Thing 15: The future of libraries

Fascinating stuff; I read all of it. Here are a few of the important points regarding Library 2.0:
  • Customers expect access to all types of collections -- audio, digital, video, print -- journals, books, blogs, podcasts, audiobooks -- from where ever they happen to be at the moment, available from a multitude of devices, including small screen, mobile, and wireless. Physical collections as we know them today may no longer exist.
  • Customers want to get the information they need as quickly as possible and in one place. It is the job of the library to provide that access and create services that are easy to find, integrated, intuitive, and fast "so they can spend as little time as possible wrestling with lousy search interfaces and as much time as possible actually reading and learning."
  • "We have to ... find new ways to bring our services to patrons rather than insisting that they come to us—whether physically or virtually. At a minimum, this means placing library services and content in the user’s preferred environment (i.e., the Web); even better, it means integrating our services into their daily patterns of work, study and play."

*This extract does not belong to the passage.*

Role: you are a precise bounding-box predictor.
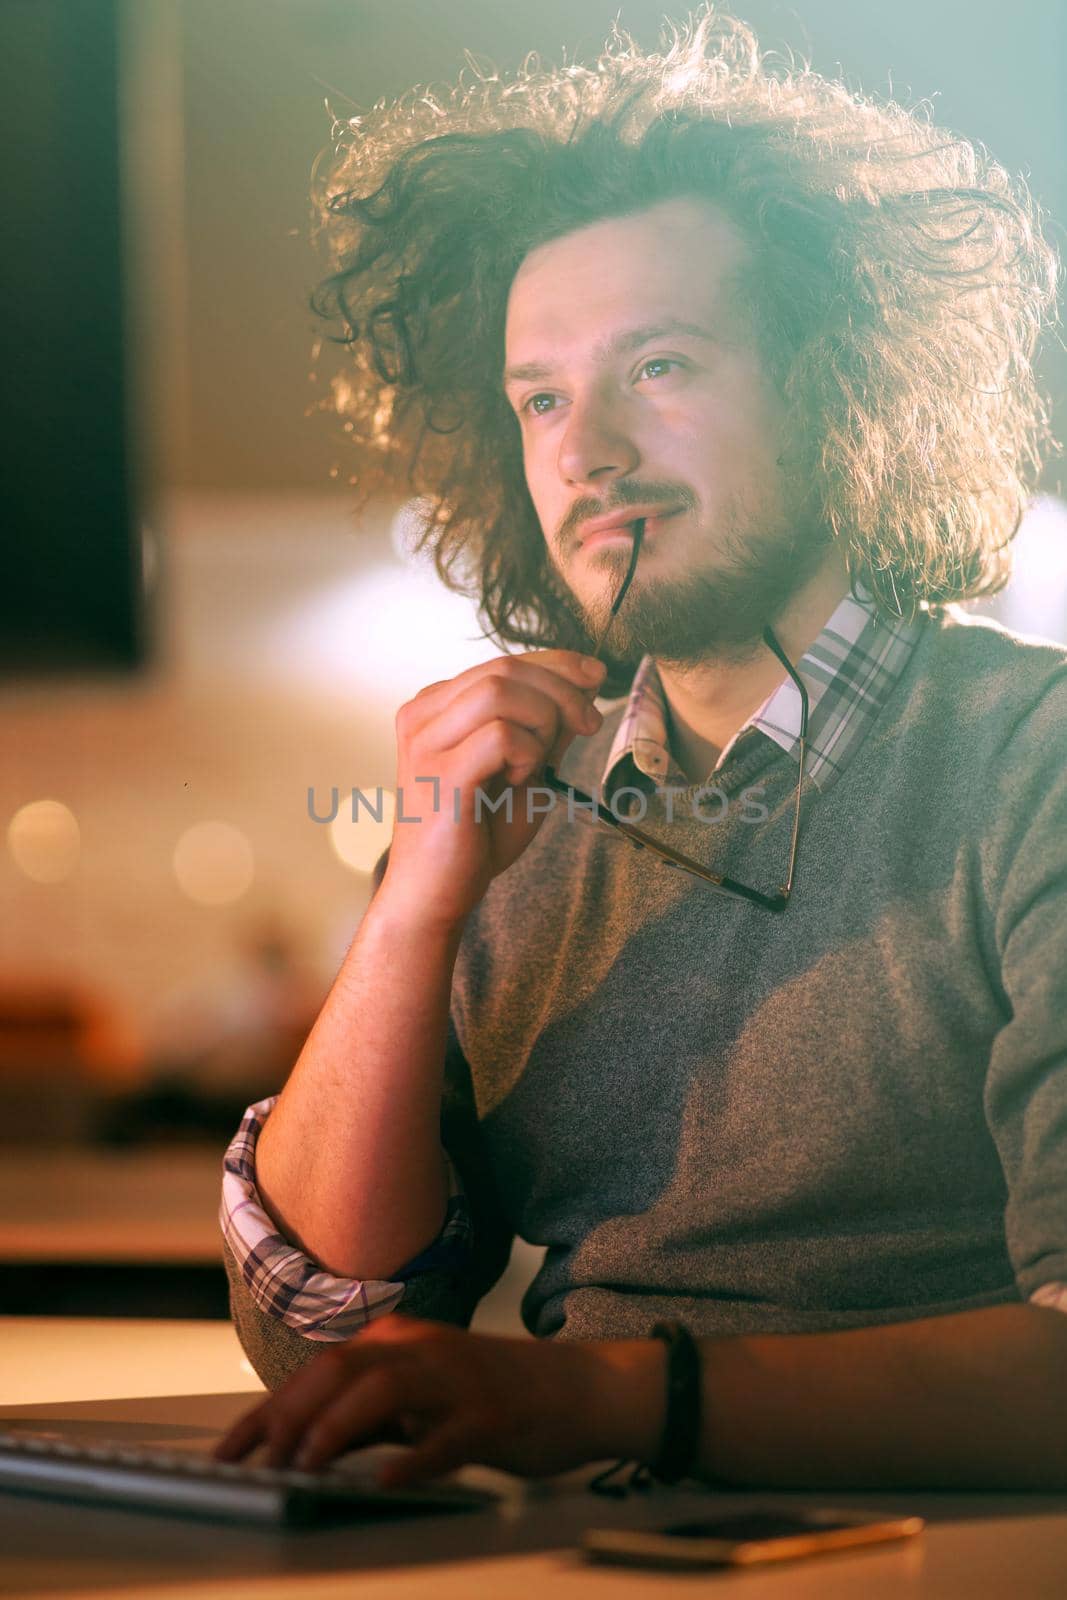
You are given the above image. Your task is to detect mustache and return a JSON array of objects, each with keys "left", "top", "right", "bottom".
[{"left": 558, "top": 484, "right": 698, "bottom": 550}]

  • "Through the Internet, people are discovering and inventing new ways to share relevant knowledge with blinding speed. As a direct result, markets are getting smarter—and getting smarter faster than most companies." It is our job to keep up with the market or, better yet, be one step ahead.
Our challenge is to learn what customers want and need by involving them in the design process of library services and by listening to them at all times. They want accessibility, convenience, participation, and personalization via the means they use in other aspects of their lives. It is the job of the library to hear what customers have to say, respond quickly and pro-actively, look for trends, and think of creative ways to integrate new technology to strengthen the library's role in the community of users. Wikipedia's Beta is forever sums it up.